Going into queer_hack21 I had natural language processing on my mind. I am still fairly new to NLP (I just added Linguistics as a minor to my CS major maybe a month ago), but I knew that's where I wanted to start. I followed the research wormhole down to natural language generation and decided to learn something new. In addition, I also wanted to incorporate my love for the arts, and so I ended up with the idea for a line-by-line story where one line is written by the user and then the next line is written by a natural language generator. To include the arts, I decided to use a famous author as the foundation for the model and in the end decided on Jane Austen!
What it does
This website is a line-by-line story generator where the user supplies every other line of the story. The other lines are supplied by an AI Jane Austen. This Jane Austen will use the text that you wrote as a basis for her next line!
How we built it
I built an N-gram model which basically uses word pairs next to each other to predict the next word. By applying this prediction model at the very end of a text, I can continuously generate new words and end up with an entire sentence. Specifically, I used a 3-gram (aka trigram) which uses the frequency distribution of 3 adjacent words. My model uses the previous two words to probabilistically generate the next word based on its training on 3 Jane Austen corpora. The 3 Jane Austen texts I analyzed were 'Sense and Sensibility', 'Persuasion', and 'Emma'. In order to use your input to continue the story, the beginning of AI Jane Austen's line is based on the last few words of your input.
Challenges we ran into
Asides from trying to learn a lot of new tools, the biggest challenge was data! I need a lot of data to make a better model and just working with such large amounts of data can be a hassle. I used 3 corpora of Jane Austen books. I was using the Gutenberg corpus supplied with NLTK as the foundation for my data. Initially, I started this whole project based on Shakespeare but after I had built the N-gram model of Shakespeare, the words were too obscure and there was not enough data (only about 80,000 word pairs). I was not pleased with the result and changed gears to look into other corpora which brought me to Jane Austen. The N-gram model for Jane Austen had a lot more data to work with (I got about 350,000 word pairs) and English felt more natural than Shakespeare meaning that a user would have an easier time making lines that looked similar to the n-gram models. Along with lots of data means you probably want to filter out some data which I tried and succeeded mostly. For my model, punctuation was counted as a separate word meaning it would distort the word pairs frequency distribution so I tried to just filter out almost all of the punctuation. In addition to punctuation, uppercase laters were falsely adding new word pairs so I just removed all uppercase letters from the data.

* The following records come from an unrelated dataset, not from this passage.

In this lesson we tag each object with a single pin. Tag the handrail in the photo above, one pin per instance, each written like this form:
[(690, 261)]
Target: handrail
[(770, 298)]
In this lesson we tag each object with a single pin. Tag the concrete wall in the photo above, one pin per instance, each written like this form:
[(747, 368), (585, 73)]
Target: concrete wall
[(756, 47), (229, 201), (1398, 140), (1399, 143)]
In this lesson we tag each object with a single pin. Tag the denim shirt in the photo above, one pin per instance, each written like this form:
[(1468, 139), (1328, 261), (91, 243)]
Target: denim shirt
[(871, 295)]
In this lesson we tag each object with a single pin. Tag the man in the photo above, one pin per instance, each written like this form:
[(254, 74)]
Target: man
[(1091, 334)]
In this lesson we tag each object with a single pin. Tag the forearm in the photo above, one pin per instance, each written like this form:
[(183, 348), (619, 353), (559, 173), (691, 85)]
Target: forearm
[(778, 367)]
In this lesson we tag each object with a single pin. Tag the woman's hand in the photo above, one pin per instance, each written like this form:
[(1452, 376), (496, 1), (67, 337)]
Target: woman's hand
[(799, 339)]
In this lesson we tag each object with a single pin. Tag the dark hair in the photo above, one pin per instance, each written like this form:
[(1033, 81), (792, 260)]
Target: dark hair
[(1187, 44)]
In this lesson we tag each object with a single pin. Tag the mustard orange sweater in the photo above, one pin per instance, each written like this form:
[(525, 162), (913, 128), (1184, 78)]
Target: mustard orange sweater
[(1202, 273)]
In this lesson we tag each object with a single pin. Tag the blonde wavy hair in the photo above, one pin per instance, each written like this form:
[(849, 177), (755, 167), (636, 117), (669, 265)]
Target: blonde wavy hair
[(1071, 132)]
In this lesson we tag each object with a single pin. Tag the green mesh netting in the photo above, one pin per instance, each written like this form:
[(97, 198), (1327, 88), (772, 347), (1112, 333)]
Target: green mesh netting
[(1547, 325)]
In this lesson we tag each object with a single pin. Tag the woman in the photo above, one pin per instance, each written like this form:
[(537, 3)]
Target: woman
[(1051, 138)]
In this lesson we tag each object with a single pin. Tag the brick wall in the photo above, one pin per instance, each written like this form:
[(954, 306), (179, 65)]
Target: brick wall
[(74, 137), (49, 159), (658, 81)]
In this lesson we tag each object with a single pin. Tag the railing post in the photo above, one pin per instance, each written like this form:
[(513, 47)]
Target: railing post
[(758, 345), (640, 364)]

Accomplishments that we're proud of
I'm so proud of how much I learned just from this weekend. I have never done natural language generation, I never worked with JSON files before, I even worked a decent amount in python which is definitely still in the process of learning, and now I have a project!
What we learned
What's next for Jane Austen and Me
I was so excited to use the web speech API that there was a workshop on it, but I was working on other aspects of the project and didn't get to incorporate it in yet. It would be the very next thing I do! The idea behind it would be to allow users to speak lines rather than type them in and the API can read off each line as the story is written. Lindsay was super helpful with demonstrating the web specch API and with one more day I think I can incorporate it in. In addition, there is always room for improvement with the natural language generation model such as possibly using a 4-gram or 5-gram models.